Exemple: Chez certains aborigènes, on lève les bras non pas pour qu'il pleuve, mais pour participer à ce fait. On va dans le sens du mythe, déjà existant. On rappelle la participation du mythe, par sa propre présence, sa création.
Dans le dépeçage de Zagreus on va récupérer le cœur de Zagreus. Ses membres sont ensuite dévorés, à l'exception du cœur, qu'Apollon (ou Athéna, suivant la version) parvient à sauver. Zeus avale le cœur de l'enfant et parvient ainsi à lui donner naissance une seconde fois, sous le nom de Iacchos.

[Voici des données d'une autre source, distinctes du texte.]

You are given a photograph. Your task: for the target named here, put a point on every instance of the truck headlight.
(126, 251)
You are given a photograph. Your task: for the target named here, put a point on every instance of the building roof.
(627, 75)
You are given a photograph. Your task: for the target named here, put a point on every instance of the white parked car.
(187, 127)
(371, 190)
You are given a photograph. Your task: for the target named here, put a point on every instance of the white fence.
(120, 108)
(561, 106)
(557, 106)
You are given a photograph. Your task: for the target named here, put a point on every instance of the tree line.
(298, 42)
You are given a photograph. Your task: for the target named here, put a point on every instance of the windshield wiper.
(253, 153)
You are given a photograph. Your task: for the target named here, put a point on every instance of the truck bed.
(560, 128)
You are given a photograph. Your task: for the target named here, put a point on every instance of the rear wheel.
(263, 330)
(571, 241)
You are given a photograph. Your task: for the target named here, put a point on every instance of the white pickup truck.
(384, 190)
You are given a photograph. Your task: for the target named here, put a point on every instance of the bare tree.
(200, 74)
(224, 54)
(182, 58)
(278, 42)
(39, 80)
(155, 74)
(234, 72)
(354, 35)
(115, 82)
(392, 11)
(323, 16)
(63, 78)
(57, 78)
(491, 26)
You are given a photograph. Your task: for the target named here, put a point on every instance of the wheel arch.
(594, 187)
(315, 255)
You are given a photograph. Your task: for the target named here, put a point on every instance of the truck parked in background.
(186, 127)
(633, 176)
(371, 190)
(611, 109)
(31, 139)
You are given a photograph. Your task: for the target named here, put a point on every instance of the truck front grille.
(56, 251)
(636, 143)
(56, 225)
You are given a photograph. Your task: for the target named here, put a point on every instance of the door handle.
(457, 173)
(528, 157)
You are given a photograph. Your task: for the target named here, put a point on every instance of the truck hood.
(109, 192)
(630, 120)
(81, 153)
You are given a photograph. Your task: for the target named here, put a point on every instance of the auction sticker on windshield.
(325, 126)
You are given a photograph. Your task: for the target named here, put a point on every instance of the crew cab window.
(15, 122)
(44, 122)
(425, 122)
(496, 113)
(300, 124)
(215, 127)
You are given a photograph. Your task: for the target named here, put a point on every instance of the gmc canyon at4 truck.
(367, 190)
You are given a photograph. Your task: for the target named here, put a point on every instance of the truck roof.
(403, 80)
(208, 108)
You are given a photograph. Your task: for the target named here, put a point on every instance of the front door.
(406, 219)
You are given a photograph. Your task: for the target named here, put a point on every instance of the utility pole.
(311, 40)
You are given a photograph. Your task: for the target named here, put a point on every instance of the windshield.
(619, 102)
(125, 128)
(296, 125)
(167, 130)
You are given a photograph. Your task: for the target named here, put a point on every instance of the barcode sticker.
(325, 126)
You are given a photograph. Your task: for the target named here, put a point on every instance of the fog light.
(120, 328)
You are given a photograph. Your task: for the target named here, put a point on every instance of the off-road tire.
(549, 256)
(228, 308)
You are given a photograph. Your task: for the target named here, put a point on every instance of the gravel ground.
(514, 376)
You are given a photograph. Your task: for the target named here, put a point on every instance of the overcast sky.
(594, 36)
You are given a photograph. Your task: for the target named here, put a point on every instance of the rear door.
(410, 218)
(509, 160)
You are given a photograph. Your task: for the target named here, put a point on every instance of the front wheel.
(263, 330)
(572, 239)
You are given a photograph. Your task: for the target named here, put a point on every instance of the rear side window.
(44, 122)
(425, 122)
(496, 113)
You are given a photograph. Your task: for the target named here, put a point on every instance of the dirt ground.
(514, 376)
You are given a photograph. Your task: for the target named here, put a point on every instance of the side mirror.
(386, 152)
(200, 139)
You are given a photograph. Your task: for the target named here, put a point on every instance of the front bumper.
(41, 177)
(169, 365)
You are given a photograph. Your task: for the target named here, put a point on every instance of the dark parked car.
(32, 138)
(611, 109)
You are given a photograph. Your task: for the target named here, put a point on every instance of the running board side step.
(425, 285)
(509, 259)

Le roi de Thèbe, Penthée. Il considère Dionysos comme immoral, non saint. Successeur de Cadmos sur le trône de Thèbes, Penthée s’oppose à l’introduction du culte de Dionysos dans son royaume. Les cheveux dénoués chez les femmes voués à Dionysos représentent la folie, elles ont les yeux exorbités et elles dépècent. La mère de Penthée fait partie de ces femmes. Penthée participe au mythe en s'habillant en femme, il se travestit, il se masque. Comme au théâtre antique avec les masques représentant les humeurs des personnages. Dans sa volonté de déni envers Dionysos il participe aux rituels de Dionysos, il a quelque chose qui relève de Dionysos. Ce dernier le relève et le mère de Penthée va se jeter sur lui et le déchirer, celui qui était sous la forme d'un Lionceau.

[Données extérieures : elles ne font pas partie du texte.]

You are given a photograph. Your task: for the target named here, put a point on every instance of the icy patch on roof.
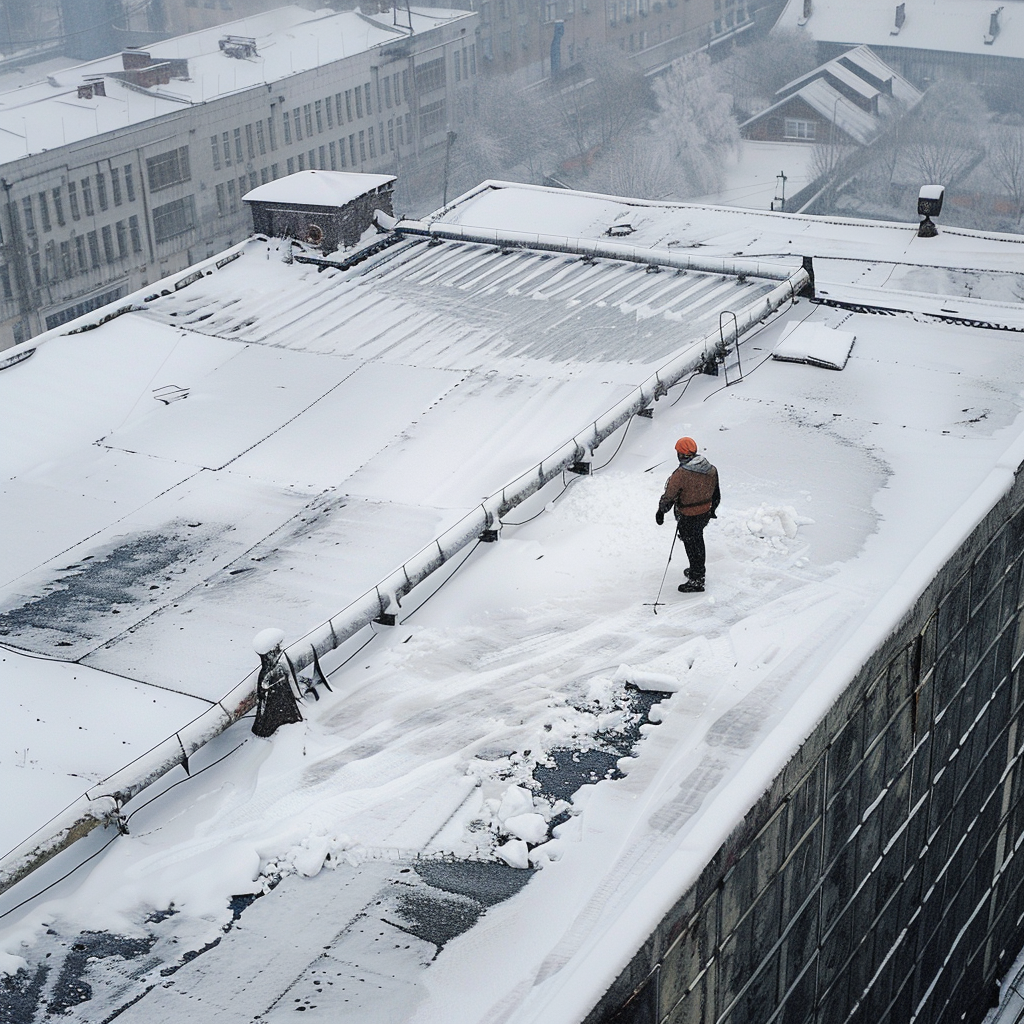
(817, 344)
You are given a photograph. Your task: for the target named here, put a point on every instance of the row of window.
(80, 198)
(80, 254)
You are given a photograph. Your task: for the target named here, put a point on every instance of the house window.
(166, 169)
(797, 128)
(174, 218)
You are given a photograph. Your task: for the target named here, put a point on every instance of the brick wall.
(880, 878)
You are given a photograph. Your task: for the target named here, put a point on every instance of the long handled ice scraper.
(665, 576)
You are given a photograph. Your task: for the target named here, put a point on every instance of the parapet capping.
(984, 542)
(102, 804)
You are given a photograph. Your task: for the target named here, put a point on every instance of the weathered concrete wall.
(880, 878)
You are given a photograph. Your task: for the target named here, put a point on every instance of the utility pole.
(452, 136)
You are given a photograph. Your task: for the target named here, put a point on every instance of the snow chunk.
(816, 344)
(266, 640)
(9, 964)
(646, 680)
(516, 801)
(515, 853)
(530, 827)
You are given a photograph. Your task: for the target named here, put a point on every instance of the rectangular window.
(30, 220)
(432, 118)
(796, 128)
(136, 235)
(108, 244)
(174, 218)
(430, 76)
(168, 169)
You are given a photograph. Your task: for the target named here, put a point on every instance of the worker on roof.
(692, 493)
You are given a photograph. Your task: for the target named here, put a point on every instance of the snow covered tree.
(695, 122)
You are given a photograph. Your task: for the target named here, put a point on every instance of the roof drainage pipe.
(101, 805)
(594, 249)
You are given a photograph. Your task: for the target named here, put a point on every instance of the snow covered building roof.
(267, 436)
(914, 33)
(137, 86)
(855, 92)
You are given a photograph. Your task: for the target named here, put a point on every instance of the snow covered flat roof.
(289, 40)
(317, 187)
(951, 26)
(336, 420)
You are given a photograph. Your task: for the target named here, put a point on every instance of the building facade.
(86, 222)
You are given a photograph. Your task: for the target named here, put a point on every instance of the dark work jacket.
(692, 489)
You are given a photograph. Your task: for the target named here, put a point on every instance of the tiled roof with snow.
(946, 26)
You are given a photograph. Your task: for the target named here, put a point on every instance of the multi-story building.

Nous voulons tous savoir qui nous sommes. Celui qui atteint cet aboutissement, ou aperçoit la vérité ne peut pas le supporter, c'est au dessus de ses forces. Des héros sont détruits car ils ont touchés la vérité: Icare et le soleil; Sémélée, la mère Olympienne de Dionysos, est liée à Thèbes par son frère, Cadmos. Dans la mythologie grecque, Cadmos, fils d'Agénor (roi de Tyr en Phénicie) et de Téléphassa est le fondateur légendaire de la cité de Thèbes . Sémélée se fait persuader par Héra de persuader Zeus de se montrer dans son entièreté, Zeus accepte et se montre dans toute sa grandeur. Sémélée est foudroyée et ne supporte pas cette vision. Elle aurait du faire confiance à son apparence. De plus le palais de Sémélée prend feu et son enfant est éjecte de son ventre, Dionysos, le fils qu'elle avait conçu. Zeus l'aurait ensuite gardé dans sa cuisse jusqu'à ce qu'il grandisse, épisode qui donna naissance à l'expression « sortir de la cuisse de Jupiter » chez les latins. Zeus va permettre d'achever la gestation de l'enfant en le tissant, le tressant dans sa cuisse.